Some CU secular students said they are participating in religious activities for reasons other than faith.
Ted Burnham, a 27-year-old CU journalism master’s candidate who identifies as atheist, said he helps run the young adult group for a Boulder Unitarian church.
Burnham said he thinks faith and religious activities can be separated.
“Community is important,” Burnham said. “It doesn’t require faith in the supernatural and it’s great to find a group that cares about human rights regardless of superficial differences.”
Doug Walter, a 22-year-old fifth-year senior English major who considers himself a “closet atheist,” said there are a few reasons why he attends church regularly.
“A, it’s a habit. It’s only been a year since I abandoned my faith,” Walter said. “B, I am financially dependent on my parents and they’re Christian, so there is a fear of disapproval and a fear of disavowment.”

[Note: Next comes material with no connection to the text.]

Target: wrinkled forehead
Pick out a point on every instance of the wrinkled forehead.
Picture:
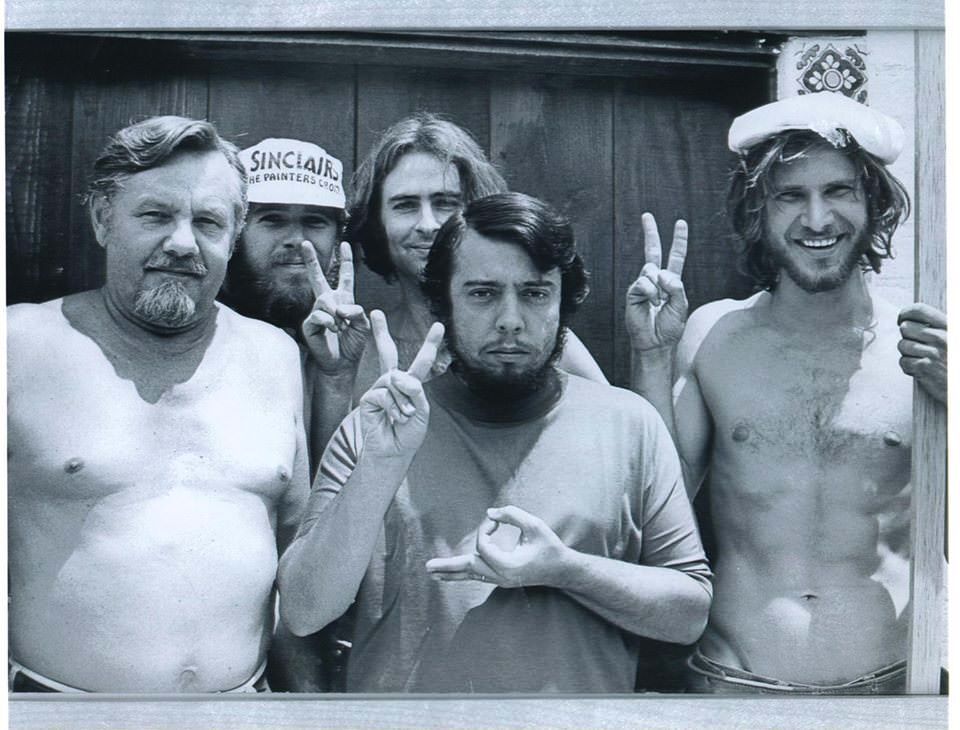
(814, 165)
(420, 173)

Walter said though he disagrees with some aspects of Christian thought, he can still enjoy reading the Bible.
“As much as I disagree with the dogma, I still revere the Bible as a wonderful piece of literature,” he said. “It has great poetry, great stories and they don’t touch on the good stuff a lot, but when they do, it’s very interesting.”
Jed Diller, a 21-year-old junior aerospace engineering major who identifies as atheist, said he befriended a few Jehovah’s Witnesses and read some of their literature.
“They had a table downstairs, and being an outspoken atheist, I talked to them,” Diller said. “We started talking about evolution and I really befriended them, we made it through this magazine called The Watchtower.”
The Watchtower is a Bible-based magazine, according to its website. Diller said he read the magazine and talked to the Witnesses to better understand their viewpoint.
“I wanted to learn it from the inside,” he said. “It can be very valuable to understand their viewpoint and to dissect it.”
Scott Mclean, a 24-year-old junior international affairs major, said he considers himself a “skeptic through and through,” and like Diller, said he wants to understand the thought process of other people better.
He said this curiosity led him to join his friend’s Bible study.
“Who knows?” Mclean said. “One day when I go to my friend’s Bible class, he might say something that strikes a chord with me and I’ll look it up and see that it’s true.”